We also revisit the devastating consequences suffered by the victims, their families, MSF teams and the entire community of Kunduz.
“I was angry. I wanted to lash out at somebody, anybody. I wanted to punch someone in the face. I was enraged. I hated both sides involved in this stupid war. I wanted them to see all the damage they have been causing to civilians and let them imagine that those are their families. Let us see then if they would still continue this senseless war” – Dr Evangeline Cua, MSF
“As soon as the simple distractions of daily life momentarily pause, my mind immediately wanders back to Kunduz, Afghanistan. I am engulfed in a gaping dark pit, which holds me captivated while I try to excavate its contents. It’s not the horrific scenes from that early morning of the attack that I can make out; it’s not the deafening sound of the relentless airstrikes, it’s not the sights of partially amputated limbs, or the permeating smell of blood. It is a feeling of incomprehensible loss and grief that extends down into that bottomless pit” – Dr Kathleen Thomas
The hospital remains closed until further notice, leaving thousands of people without access to life-saving medical care. MSF’s hospital was the only facility of its kind in the whole north-eastern region of Afghanistan, providing free life- and limb-saving trauma care, and treated over 22,000 patients in 2014, with more than 5,900 surgeries performed at the time of the attack.
In the wake of the deadly attack, MSF has not yet made a decision regarding the re-opening of the hospital because we need reassurances from all parties to the conflict that staff, patients and medical facilities will be safe. We want our work to be fully respected in accordance to the international humanitarian law in all places we work in Afghanistan.
It is the duty of all parties to a conflict to respect the rules of international humanitarian law, including those concerning the protection and respect of medical structures, medical personnel, and patients. MSF’s ability to operate hospitals on the frontline in Afghanistan and in other conflict zones, depends on the reaffirmation of these key principles.
Since the attack, MSF has repeatedly called on the US government to consent to an investigation by the International Humanitarian Fact-Finding Commission (IHFFC), the one body established specifically to investigate potential violations of international humanitarian law under the Geneva Conventions.
As a reminder, please see a TIMELINE of events since the attack on MSF Kunduz Trauma Centre on 3 October 2015 and more about MSF’s work in Afghanistan here: https://www.msf.org.za/msf-publications/afghanistan-kunduz-hospital-attacked
About MSF’s work in Afghanistan
MSF is an international medical organisation and first worked in Afghanistan in 1980. MSF opened Kunduz Trauma Centre in August 2011 to provide high quality, free medical and surgical care to victims of trauma such as traffic accidents, as well as those with conflict related injuries from bomb blasts or gunshots.

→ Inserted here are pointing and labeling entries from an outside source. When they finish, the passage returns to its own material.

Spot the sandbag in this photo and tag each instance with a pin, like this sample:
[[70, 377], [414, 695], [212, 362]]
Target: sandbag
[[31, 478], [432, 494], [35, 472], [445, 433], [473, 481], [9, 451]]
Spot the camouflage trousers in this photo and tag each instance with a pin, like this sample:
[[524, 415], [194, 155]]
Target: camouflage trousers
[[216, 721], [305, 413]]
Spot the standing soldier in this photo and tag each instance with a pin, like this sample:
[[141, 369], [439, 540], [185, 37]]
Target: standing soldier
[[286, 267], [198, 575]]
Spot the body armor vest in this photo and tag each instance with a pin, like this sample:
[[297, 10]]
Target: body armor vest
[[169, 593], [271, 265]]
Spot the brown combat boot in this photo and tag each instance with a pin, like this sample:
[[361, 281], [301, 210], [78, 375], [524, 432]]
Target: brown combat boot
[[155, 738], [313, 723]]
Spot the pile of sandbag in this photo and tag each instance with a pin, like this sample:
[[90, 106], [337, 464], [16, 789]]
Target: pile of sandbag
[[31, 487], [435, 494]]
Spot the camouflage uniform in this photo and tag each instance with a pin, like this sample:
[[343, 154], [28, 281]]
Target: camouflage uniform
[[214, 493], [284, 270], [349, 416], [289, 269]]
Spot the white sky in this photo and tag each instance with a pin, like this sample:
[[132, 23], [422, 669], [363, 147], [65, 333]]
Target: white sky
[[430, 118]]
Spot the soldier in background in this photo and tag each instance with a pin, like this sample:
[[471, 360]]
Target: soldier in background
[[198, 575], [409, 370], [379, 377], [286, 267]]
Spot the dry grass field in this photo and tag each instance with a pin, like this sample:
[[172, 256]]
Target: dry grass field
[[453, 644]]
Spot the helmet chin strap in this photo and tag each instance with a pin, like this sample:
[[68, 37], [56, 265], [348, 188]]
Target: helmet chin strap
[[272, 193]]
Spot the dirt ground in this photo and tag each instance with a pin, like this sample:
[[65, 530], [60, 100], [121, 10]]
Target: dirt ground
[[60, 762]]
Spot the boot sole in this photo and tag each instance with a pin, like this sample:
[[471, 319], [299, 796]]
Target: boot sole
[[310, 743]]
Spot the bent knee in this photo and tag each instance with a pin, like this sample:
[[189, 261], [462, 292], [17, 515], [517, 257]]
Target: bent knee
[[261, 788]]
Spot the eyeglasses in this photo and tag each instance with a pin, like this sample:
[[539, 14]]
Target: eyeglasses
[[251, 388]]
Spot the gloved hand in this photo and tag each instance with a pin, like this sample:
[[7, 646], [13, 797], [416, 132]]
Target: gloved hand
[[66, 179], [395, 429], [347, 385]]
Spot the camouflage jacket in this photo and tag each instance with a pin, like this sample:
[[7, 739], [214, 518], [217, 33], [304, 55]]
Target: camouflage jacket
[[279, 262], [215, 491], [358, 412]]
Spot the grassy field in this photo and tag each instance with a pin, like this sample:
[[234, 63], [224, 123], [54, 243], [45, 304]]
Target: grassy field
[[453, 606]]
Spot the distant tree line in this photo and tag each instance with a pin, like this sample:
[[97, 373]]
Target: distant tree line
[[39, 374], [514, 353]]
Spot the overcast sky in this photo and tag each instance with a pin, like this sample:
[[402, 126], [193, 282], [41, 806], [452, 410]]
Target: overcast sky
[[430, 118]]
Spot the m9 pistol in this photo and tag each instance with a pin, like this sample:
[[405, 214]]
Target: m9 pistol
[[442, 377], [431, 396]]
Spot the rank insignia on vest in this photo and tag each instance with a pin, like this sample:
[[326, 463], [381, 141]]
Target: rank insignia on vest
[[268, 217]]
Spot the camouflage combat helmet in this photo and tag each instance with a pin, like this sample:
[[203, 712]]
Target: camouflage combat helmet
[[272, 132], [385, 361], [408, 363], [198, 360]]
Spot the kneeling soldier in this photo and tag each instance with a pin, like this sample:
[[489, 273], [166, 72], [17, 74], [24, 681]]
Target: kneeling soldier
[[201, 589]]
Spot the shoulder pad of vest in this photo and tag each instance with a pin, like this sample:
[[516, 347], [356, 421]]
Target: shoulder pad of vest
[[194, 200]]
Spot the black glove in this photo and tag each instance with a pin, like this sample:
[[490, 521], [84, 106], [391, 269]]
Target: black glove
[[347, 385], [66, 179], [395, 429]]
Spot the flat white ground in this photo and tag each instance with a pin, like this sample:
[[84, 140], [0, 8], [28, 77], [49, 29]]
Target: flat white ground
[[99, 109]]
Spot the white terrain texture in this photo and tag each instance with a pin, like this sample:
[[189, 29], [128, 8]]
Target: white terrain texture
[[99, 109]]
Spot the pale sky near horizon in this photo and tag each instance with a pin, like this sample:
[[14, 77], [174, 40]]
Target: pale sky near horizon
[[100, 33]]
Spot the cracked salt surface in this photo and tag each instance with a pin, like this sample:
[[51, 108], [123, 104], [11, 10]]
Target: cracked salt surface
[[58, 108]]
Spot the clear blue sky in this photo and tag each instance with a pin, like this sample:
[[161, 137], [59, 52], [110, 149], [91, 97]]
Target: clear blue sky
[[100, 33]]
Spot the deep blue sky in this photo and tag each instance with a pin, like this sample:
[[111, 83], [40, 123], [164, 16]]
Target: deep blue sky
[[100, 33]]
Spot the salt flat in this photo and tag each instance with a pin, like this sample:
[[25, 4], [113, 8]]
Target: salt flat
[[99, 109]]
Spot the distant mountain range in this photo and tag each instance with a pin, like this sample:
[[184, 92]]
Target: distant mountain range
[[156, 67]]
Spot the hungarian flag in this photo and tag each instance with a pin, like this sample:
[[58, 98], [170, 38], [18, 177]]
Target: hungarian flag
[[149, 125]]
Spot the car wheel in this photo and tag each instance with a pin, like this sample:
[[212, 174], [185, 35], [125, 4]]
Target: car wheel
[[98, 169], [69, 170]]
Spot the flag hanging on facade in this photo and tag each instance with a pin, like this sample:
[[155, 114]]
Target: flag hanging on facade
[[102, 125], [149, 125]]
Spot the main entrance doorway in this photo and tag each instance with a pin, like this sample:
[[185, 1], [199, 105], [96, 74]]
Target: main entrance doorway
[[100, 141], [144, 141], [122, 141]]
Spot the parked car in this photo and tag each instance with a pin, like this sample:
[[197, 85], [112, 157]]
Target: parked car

In Afghanistan, MSF supports the Ministry of Public Health in Ahmad Shah Baba hospital in eastern Kabul,Dasht-e-Barchi maternity in western Kabul and Boost hospital in Lashkar Gah, Helmand province. In Khost, in the east of the country, MSF runs a maternity hospital. MSF relies only on private funding for its work in Afghanistan and does not accept money from any government.